Wisconsin foundation see assets sink, expect to give less

Nearly 90 percent of 100 Wisconsin foundations surveyed by the Donors Forum of Wisconsin reported their assets fell in the last 12 months and over half expect to give less in grants this year and even less next year, The Journal Sentinel in Milwaukee reported May 21 (see Wisconsin foundations story).

Brandeis suspends payments for retirement

Brandeis University, which already has drawn fire for its plans to shut its art museum and sell its collection to raise money, now plans to take the rare move of stopping payments to the retirement accounts of faculty and staff, The New York Times reported May 21 (see retirement benefits story). An official for the National Association of Independent Colleges and Universities says while the move may be seen by some as a breach of faith for a nonprofit, “we are absolutely at a point in this economy where these sort of things have to be on the table.”

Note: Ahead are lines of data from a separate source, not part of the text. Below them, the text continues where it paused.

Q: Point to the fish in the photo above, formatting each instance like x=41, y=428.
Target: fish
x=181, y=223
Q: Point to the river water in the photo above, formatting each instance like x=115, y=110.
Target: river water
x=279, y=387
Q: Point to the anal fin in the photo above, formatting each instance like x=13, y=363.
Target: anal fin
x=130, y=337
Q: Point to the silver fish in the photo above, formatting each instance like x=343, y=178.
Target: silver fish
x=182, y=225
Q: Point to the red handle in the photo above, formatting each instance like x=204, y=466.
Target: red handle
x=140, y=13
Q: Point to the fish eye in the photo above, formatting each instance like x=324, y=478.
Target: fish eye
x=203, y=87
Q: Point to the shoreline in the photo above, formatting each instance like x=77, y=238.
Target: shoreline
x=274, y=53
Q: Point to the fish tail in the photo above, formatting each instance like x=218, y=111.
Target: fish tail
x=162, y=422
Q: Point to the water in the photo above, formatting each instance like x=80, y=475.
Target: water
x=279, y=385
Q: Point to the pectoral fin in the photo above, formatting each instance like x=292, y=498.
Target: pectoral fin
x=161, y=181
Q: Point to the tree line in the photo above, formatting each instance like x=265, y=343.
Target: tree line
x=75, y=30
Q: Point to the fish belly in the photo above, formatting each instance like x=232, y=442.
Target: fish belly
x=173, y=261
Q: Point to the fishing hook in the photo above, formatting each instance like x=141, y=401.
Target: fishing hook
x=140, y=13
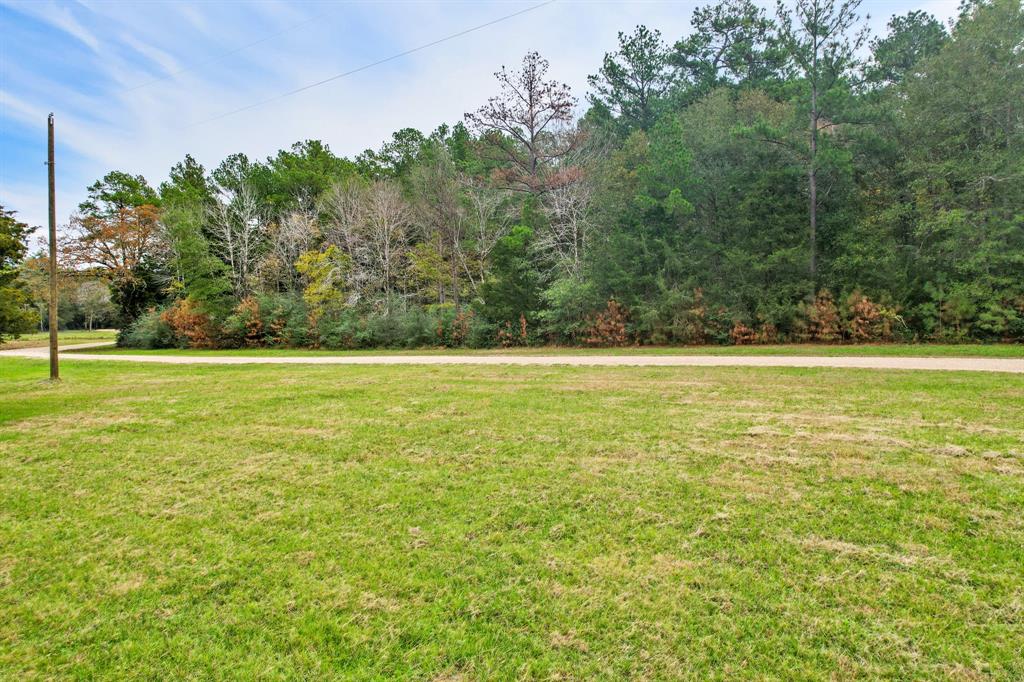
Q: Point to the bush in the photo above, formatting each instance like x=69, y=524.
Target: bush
x=148, y=331
x=867, y=321
x=245, y=326
x=285, y=320
x=818, y=321
x=608, y=327
x=190, y=325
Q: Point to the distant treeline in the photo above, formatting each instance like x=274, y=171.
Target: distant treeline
x=756, y=181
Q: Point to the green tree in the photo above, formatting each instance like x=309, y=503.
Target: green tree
x=16, y=314
x=816, y=36
x=116, y=229
x=187, y=197
x=912, y=37
x=732, y=43
x=513, y=291
x=633, y=79
x=964, y=131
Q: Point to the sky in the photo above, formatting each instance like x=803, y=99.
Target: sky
x=134, y=86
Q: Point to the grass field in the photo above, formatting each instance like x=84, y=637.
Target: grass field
x=497, y=522
x=920, y=350
x=39, y=339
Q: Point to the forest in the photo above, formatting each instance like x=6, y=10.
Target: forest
x=769, y=177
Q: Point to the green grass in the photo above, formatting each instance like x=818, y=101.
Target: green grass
x=909, y=350
x=497, y=522
x=38, y=339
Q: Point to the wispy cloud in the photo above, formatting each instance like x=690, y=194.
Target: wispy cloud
x=198, y=59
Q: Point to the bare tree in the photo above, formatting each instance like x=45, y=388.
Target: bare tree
x=440, y=214
x=529, y=124
x=388, y=218
x=239, y=225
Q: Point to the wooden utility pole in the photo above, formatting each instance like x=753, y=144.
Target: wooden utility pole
x=54, y=369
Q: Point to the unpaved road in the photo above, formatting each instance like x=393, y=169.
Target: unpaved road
x=1015, y=366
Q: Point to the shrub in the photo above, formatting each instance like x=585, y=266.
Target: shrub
x=685, y=318
x=867, y=321
x=509, y=336
x=245, y=326
x=148, y=331
x=452, y=327
x=741, y=335
x=190, y=325
x=285, y=320
x=818, y=321
x=608, y=327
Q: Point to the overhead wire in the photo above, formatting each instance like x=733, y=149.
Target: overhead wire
x=365, y=67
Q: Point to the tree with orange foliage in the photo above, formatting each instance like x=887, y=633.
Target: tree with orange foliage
x=116, y=229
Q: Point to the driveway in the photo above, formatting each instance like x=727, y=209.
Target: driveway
x=1015, y=366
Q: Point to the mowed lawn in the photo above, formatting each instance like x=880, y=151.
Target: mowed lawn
x=42, y=339
x=814, y=349
x=499, y=522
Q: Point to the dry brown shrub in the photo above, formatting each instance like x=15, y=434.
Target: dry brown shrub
x=508, y=337
x=248, y=309
x=607, y=328
x=741, y=335
x=868, y=321
x=820, y=321
x=189, y=323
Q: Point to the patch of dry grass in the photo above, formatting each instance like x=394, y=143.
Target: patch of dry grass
x=478, y=522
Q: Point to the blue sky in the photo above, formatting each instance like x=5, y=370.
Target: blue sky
x=128, y=80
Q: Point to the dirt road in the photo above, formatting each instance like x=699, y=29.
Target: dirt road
x=1015, y=366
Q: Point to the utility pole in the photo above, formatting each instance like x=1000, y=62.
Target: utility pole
x=54, y=369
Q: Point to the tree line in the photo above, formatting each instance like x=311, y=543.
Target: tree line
x=769, y=177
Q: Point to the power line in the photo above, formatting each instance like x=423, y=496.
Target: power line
x=368, y=66
x=220, y=56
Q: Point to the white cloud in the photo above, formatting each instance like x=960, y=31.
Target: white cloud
x=141, y=130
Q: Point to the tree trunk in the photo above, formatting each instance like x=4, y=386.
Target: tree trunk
x=812, y=177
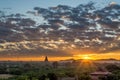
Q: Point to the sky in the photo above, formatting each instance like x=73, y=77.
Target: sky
x=23, y=5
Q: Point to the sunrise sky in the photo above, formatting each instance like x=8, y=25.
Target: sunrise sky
x=22, y=6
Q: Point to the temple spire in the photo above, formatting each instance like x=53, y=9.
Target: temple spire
x=46, y=59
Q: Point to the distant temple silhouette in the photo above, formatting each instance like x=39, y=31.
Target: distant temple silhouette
x=46, y=59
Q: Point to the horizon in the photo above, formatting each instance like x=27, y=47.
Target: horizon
x=37, y=37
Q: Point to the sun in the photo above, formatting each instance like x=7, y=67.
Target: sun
x=86, y=57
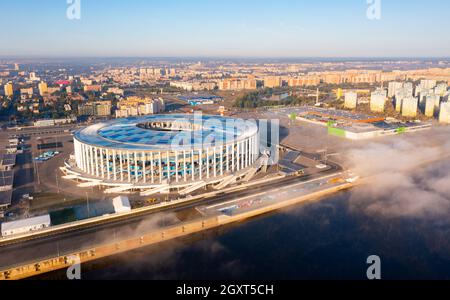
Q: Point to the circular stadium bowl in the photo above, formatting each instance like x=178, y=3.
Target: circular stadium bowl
x=159, y=149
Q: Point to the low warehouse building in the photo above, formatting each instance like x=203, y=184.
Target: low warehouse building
x=25, y=225
x=121, y=205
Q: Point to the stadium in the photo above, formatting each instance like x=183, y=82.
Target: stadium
x=160, y=150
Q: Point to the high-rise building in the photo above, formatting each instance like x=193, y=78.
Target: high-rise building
x=441, y=89
x=428, y=84
x=351, y=100
x=339, y=93
x=9, y=89
x=272, y=82
x=378, y=100
x=394, y=86
x=409, y=107
x=430, y=105
x=444, y=115
x=99, y=108
x=43, y=88
x=399, y=96
x=33, y=77
x=135, y=106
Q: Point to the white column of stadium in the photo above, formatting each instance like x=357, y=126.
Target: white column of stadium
x=102, y=165
x=129, y=166
x=136, y=170
x=192, y=165
x=168, y=166
x=115, y=164
x=121, y=165
x=200, y=160
x=108, y=171
x=160, y=168
x=144, y=166
x=91, y=154
x=152, y=166
x=185, y=166
x=176, y=166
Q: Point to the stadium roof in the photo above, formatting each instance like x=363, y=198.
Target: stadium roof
x=126, y=134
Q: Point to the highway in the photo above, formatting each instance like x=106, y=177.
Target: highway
x=79, y=239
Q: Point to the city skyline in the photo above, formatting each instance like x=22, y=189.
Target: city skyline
x=258, y=29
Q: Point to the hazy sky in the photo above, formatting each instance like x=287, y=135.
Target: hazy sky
x=246, y=28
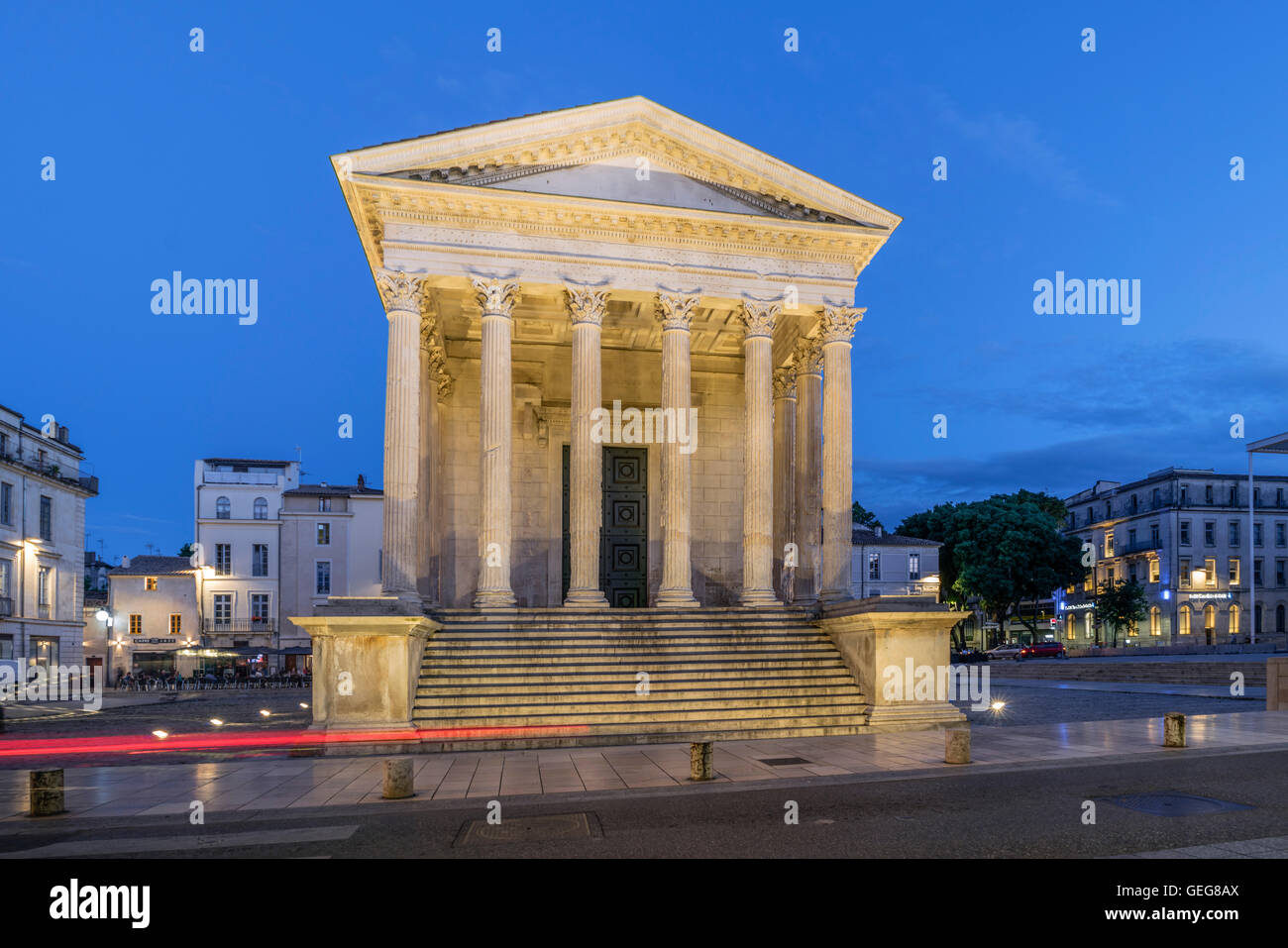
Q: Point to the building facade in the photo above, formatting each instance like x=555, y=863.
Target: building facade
x=239, y=523
x=1183, y=533
x=43, y=496
x=617, y=344
x=888, y=565
x=331, y=546
x=154, y=617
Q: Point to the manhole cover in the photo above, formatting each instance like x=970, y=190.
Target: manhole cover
x=563, y=826
x=1175, y=804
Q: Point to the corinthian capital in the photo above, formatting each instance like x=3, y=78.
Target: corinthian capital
x=758, y=318
x=674, y=311
x=402, y=292
x=785, y=382
x=494, y=296
x=587, y=304
x=837, y=324
x=809, y=357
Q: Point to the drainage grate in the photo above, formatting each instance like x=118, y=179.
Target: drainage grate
x=1175, y=804
x=563, y=826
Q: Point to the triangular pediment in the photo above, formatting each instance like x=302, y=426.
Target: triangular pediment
x=630, y=151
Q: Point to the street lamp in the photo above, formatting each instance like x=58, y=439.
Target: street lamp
x=1278, y=445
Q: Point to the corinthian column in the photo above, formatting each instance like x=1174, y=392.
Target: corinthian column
x=587, y=455
x=837, y=327
x=496, y=300
x=809, y=447
x=785, y=471
x=402, y=295
x=677, y=590
x=758, y=455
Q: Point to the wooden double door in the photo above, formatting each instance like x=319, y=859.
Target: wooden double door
x=623, y=536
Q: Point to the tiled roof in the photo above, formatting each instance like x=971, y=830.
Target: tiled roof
x=867, y=537
x=155, y=566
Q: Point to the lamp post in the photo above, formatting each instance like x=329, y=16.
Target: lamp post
x=1276, y=445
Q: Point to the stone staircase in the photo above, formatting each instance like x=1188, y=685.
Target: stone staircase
x=554, y=678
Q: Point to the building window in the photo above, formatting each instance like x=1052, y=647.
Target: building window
x=259, y=607
x=44, y=591
x=259, y=559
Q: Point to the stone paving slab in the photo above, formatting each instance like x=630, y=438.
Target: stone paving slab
x=252, y=785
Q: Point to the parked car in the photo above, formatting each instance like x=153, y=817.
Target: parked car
x=1042, y=649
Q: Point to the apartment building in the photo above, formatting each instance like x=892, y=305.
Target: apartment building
x=331, y=546
x=1181, y=533
x=239, y=506
x=43, y=493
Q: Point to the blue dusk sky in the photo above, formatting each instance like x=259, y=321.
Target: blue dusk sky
x=1107, y=165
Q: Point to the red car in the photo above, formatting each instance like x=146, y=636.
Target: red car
x=1042, y=649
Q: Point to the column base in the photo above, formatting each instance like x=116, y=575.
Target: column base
x=677, y=599
x=587, y=599
x=759, y=597
x=494, y=599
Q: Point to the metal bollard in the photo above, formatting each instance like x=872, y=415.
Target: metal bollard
x=399, y=782
x=699, y=760
x=957, y=746
x=46, y=789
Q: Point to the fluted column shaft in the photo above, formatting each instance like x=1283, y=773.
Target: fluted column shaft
x=496, y=301
x=677, y=588
x=809, y=447
x=785, y=471
x=837, y=326
x=758, y=491
x=402, y=296
x=587, y=455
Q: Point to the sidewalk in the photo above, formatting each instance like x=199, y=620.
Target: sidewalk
x=296, y=784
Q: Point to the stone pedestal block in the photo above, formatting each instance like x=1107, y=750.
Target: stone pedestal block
x=883, y=639
x=46, y=789
x=366, y=662
x=399, y=782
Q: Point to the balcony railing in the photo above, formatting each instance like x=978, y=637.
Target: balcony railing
x=239, y=625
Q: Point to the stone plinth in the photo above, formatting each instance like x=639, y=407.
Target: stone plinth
x=883, y=633
x=366, y=662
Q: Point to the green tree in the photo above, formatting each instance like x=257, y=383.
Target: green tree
x=1122, y=605
x=863, y=517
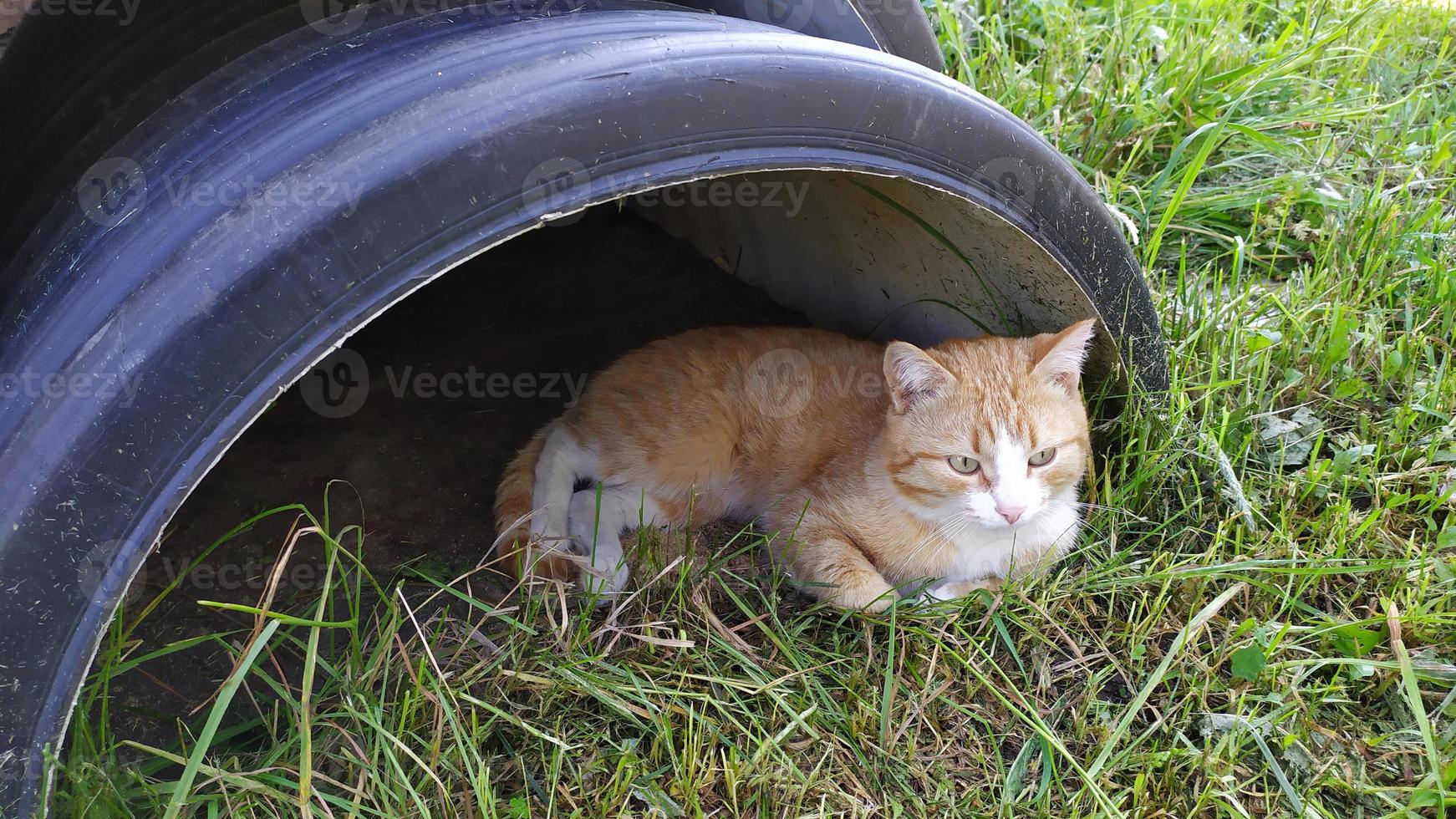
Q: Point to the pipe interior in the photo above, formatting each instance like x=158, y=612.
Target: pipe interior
x=465, y=370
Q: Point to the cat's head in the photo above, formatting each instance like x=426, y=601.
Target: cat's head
x=989, y=430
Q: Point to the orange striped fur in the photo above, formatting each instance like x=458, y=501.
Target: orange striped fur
x=857, y=454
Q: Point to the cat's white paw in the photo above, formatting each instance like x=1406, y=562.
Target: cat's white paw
x=604, y=583
x=954, y=589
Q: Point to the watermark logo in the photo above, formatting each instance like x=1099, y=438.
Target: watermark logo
x=781, y=383
x=111, y=190
x=333, y=18
x=792, y=15
x=557, y=186
x=337, y=386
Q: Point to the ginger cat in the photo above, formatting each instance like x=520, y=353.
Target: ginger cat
x=877, y=465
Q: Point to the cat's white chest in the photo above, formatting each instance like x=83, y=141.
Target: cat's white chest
x=1002, y=553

Blackberry chiefs giving stock to charities

The co-chief executives of BlackBerry-maker Research in Motion Ltd plan to give RIM stock they own worth roughly $290 million in Canadian currency, or $253 million in U.S. currency, to two charitable foundations, Reuters reported May 21 (see Blackberry gift story).

Charities seen failing to measure their impact

Generally, charities do not have the interest in, or the skills for, measuring and communicating the impact they have on their communities, says chief executive of New Philanthropy Capital, Third Sector reported May 19.

Culture foundation loses endowment in Madoff scandal

Disaster looms at the America-Israel Cultural Foundation, which saw its endowment of roughly $14 million disappear in the Bernard L. Madoff Ponzi scheme, The New York Times reported May 20 (see endowment loss story).  Like other victims of the fraud, the foundation received statements showing false earnings tied to the stock market.

Connecticut student-loan group fights to survive

The Connecticut Student Loan Foundation is facing criticism for providing executive bonuses and perks while running multi-million dollar deficits, cutting staff and fending off foreclosure, The Hartford Courant reported May 21. The organization is fighting for survival in the face of a deficit that has reached $24.5 million since 2003.